Exato. Como os sírios podem se sentar a uma mesa para conversar se ainda temos a questão do combate ao terrorismo? A questão principal é o fim do terrorismo Nosso problema é que temos oposições que foram formadas por países como Arábia Saudita, Catar, Turquia e países ocidentais que se dizem oposições, mas não o são. Essas oposições não têm nenhuma influência sobre pessoas que carregam armas na Síria e nem base popular. Se fizermos qualquer acordo com eles, quem teria o poder de parar com os combates e o terror? Esse é nosso problema fundamental: países que apoiam o jogo dentro da Síria. Essas nações têm de parar de dar apoio ao terrorismo e entrar numa aliança com a Síria para combatê-los. Com ações, não somente com palavras.
Qual seria o interesse desses países em fomentar as oposições?
Para sabotar o Estado sírio e servir a Israel. Também para servir aos interesses da Irmandade Muçulmana, uma organização extremista internacional.
A Human Rights Watch e outras organizações não governamentais acusam o regime de Damasco de lançar barris-bomba sobre a população civil e classificam essa ação de crimes de guerra...
Essas alegações e essas organizações não trabalham da forma como deveriam. Quando você tem grupos terroristas fortemente armados, com armas pesadas, que entram e controlam aeroportos e cidades, como é que você quer que o país reaja? Nós vamos mandar o quê? Uma mensagem de SMS para eles? É dever do Estado defender os cidadãos e o território sírio. É isso o que o Exército e as forças de defesa vêm fazendo. Por que essa ONG não denunciou nada quando os terroristas explodiram uma escola em Akrama, na província de Homs? Os terroristas conseguem atravessar da cidade de Rota para Damasco quase todos os dias lançando morteiros contra prédios e pessoas. Como você quer que o país reaja a isso?

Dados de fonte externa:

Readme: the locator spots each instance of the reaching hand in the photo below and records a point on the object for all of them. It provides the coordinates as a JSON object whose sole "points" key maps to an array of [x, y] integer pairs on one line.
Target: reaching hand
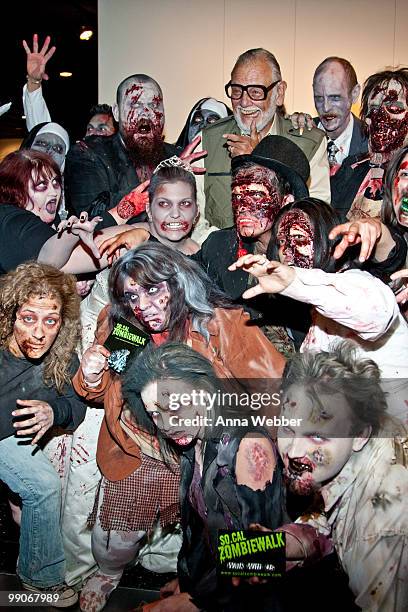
{"points": [[41, 418], [37, 61], [273, 277], [366, 232], [126, 240], [300, 121], [188, 156], [243, 145], [83, 228], [94, 362]]}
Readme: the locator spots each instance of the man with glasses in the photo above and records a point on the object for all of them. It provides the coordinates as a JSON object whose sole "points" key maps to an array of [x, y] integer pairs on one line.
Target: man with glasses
{"points": [[257, 93]]}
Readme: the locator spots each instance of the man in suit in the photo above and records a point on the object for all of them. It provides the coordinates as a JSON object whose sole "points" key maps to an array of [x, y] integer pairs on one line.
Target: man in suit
{"points": [[335, 90]]}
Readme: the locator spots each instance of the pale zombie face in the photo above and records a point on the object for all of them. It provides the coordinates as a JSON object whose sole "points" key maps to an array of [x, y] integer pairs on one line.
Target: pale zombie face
{"points": [[400, 193], [257, 72], [318, 449], [387, 117], [172, 211], [175, 417], [37, 325], [51, 144], [150, 305], [255, 200], [200, 119], [100, 124], [332, 99], [141, 114], [295, 240], [44, 194]]}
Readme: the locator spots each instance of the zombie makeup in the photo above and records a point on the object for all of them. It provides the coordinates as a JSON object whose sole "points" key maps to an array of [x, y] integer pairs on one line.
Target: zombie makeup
{"points": [[256, 200], [36, 326], [172, 211], [150, 305], [141, 115], [314, 452], [296, 240], [50, 143], [387, 117], [44, 195], [332, 99], [400, 193], [181, 421], [257, 72], [100, 125]]}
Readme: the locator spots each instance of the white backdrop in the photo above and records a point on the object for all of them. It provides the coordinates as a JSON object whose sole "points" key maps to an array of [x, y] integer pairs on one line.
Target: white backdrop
{"points": [[190, 46]]}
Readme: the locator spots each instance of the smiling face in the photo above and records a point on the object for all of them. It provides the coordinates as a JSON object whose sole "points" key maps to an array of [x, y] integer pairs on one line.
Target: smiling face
{"points": [[295, 240], [36, 326], [333, 99], [317, 450], [256, 200], [141, 114], [400, 193], [170, 416], [150, 305], [44, 195], [387, 117], [100, 124], [256, 72], [46, 142], [172, 211]]}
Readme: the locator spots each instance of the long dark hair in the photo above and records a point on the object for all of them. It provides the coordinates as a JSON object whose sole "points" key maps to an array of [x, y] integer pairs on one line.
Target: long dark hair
{"points": [[323, 218], [387, 209], [193, 295]]}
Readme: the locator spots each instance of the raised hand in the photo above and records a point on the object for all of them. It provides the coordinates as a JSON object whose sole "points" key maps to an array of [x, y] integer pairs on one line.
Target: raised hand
{"points": [[37, 60], [243, 145], [273, 276], [40, 420], [189, 156], [366, 232], [83, 228]]}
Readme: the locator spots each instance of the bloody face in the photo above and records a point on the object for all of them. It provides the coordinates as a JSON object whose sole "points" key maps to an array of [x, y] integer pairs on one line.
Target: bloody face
{"points": [[174, 418], [150, 305], [50, 143], [387, 117], [256, 200], [141, 115], [36, 326], [100, 124], [314, 452], [256, 72], [44, 195], [333, 99], [172, 211], [295, 239], [400, 193]]}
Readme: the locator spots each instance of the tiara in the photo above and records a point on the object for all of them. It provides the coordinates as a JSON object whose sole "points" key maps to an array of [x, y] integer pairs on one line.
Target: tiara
{"points": [[174, 162]]}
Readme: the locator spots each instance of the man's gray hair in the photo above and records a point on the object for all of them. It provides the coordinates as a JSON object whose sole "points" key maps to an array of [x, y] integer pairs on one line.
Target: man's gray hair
{"points": [[259, 54]]}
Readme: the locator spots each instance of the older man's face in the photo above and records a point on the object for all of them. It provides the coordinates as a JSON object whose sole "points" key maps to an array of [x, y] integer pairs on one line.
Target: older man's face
{"points": [[257, 72], [333, 99]]}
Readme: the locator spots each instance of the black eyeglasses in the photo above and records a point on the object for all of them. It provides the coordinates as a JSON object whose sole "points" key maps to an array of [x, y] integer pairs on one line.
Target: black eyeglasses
{"points": [[235, 91]]}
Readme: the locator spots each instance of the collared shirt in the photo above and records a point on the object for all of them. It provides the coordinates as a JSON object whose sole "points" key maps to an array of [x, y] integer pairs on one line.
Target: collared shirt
{"points": [[367, 510], [343, 141]]}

O mesmo ocorre em Aleppo. Todas as semanas temos mártires em Aleppo. E onde está a Human Rights Watch?
Como o senhor vê a crise migratória na Europa?

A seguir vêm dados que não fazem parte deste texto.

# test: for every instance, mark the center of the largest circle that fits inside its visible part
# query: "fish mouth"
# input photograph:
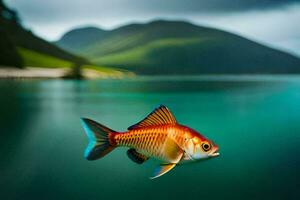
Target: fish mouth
(215, 152)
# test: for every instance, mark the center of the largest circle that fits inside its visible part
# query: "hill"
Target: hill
(177, 47)
(14, 35)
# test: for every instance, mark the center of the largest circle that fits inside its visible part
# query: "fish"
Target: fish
(157, 136)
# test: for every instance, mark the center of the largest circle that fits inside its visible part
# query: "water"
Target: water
(255, 122)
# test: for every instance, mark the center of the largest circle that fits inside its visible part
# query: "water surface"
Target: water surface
(254, 120)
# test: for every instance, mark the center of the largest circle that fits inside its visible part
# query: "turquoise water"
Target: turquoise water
(254, 120)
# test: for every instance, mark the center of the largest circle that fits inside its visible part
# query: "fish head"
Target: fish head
(198, 147)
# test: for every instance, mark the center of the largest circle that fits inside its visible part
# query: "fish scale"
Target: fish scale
(158, 136)
(150, 141)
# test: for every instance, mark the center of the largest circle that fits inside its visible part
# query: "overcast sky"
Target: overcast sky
(272, 22)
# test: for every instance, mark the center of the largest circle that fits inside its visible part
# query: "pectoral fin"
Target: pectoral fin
(136, 157)
(162, 169)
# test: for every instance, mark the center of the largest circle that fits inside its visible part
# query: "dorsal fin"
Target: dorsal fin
(159, 116)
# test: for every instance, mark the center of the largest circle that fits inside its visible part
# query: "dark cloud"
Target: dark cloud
(212, 5)
(269, 21)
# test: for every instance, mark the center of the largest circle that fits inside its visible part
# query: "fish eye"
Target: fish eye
(206, 146)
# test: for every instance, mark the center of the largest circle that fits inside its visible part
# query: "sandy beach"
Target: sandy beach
(54, 73)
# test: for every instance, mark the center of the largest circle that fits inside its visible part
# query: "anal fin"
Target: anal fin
(162, 169)
(136, 157)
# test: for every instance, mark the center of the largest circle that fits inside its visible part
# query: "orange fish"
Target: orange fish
(157, 136)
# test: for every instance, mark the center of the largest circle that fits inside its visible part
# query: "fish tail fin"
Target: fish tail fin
(99, 139)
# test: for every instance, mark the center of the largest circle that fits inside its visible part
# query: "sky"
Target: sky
(272, 22)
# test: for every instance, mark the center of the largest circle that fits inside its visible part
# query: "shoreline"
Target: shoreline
(57, 73)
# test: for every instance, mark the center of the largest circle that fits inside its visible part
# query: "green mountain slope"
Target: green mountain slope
(175, 47)
(17, 36)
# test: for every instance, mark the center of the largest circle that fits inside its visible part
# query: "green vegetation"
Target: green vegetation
(9, 56)
(36, 59)
(12, 35)
(175, 47)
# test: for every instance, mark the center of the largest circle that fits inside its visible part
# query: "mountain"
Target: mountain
(177, 47)
(15, 37)
(80, 38)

A responsabilidade é da Turquia e dos grupos terroristas que expulsam as pessoas de dentro da Síria. Sem falar nas sanções impostas pelos EUA e pela Europa, que têm sufocado a economia. Para vermos até que ponto chega a hipocrisia desses países. Eles falam que querem ajudar o povo sírio, mas bloqueiam a entrada de alimentos e de remédios. Quanto à disposição dos países europeus de receber refugiados, não estamos fazendo comércio com o nosso povo. Queremos que eles fiquem dentro do país. Em vez de fingirem choro por causa daqueles que morrem no ar, eles tinham que dar um basta no terrorismo. Estão esvaziando o país de suas capacidades humanas. Essas pessoas que fogem da Síria são muito bem instruídas, são médicos, engenheiros, professores, cientistas etc. Em vez de tratarem das consequências, eles deveriam abordar a raiz do problema. Muitos dos que se dizem refugiados sírios não são sírios, usam isso para entrar na Europa. Há uma orientação islâmica de mudança do tipo de tecido social europeu por meio dessa migração. Existe uma força por trás desse fenômeno.

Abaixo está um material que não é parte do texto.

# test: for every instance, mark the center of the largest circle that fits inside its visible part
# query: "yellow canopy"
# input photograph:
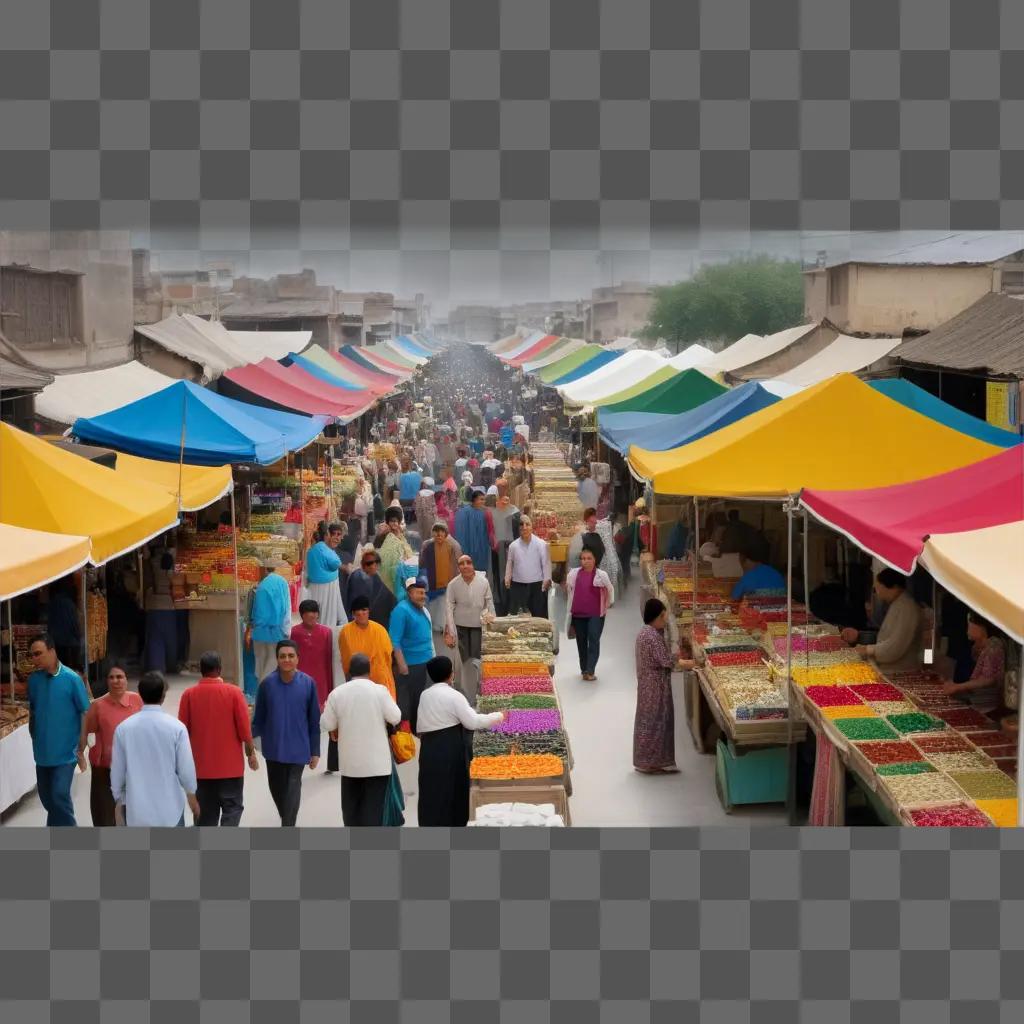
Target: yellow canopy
(985, 569)
(840, 434)
(201, 485)
(43, 487)
(30, 559)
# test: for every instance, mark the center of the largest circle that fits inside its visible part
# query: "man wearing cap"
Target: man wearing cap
(269, 619)
(587, 489)
(438, 561)
(413, 641)
(425, 508)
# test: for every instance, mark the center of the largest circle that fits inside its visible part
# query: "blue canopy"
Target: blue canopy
(659, 432)
(928, 404)
(217, 430)
(351, 352)
(320, 373)
(601, 359)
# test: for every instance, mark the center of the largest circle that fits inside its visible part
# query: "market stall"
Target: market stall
(526, 759)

Em quanto tempo o senhor crê que a Síria encontrará a paz?
Nem o profeta sabe disso. Os países envolvidos nessa questão são vários, cada um com seus interesses. A questão não é entre sírios, mas entre países. A Síria conseguiu sair da parte difícil. É como se fosse uma garrafa. Saímos do fundo da garrafa, graças a sacrifícios feitos pelo nosso exército e por nosso povo. Nós venceremos quando ensinarmos ao mundo o amor que temos por nosso país e a nossa vontade de mantê-lo soberano, livre e independente. Não estamos apenas lutando pela Síria, mas pelo mundo, para que todos os povos saibam como é enfrentar o imperialismo e seus interesses escusos. Nosso objetivo: ou vivemos com dignidade ou morremos com dignidade.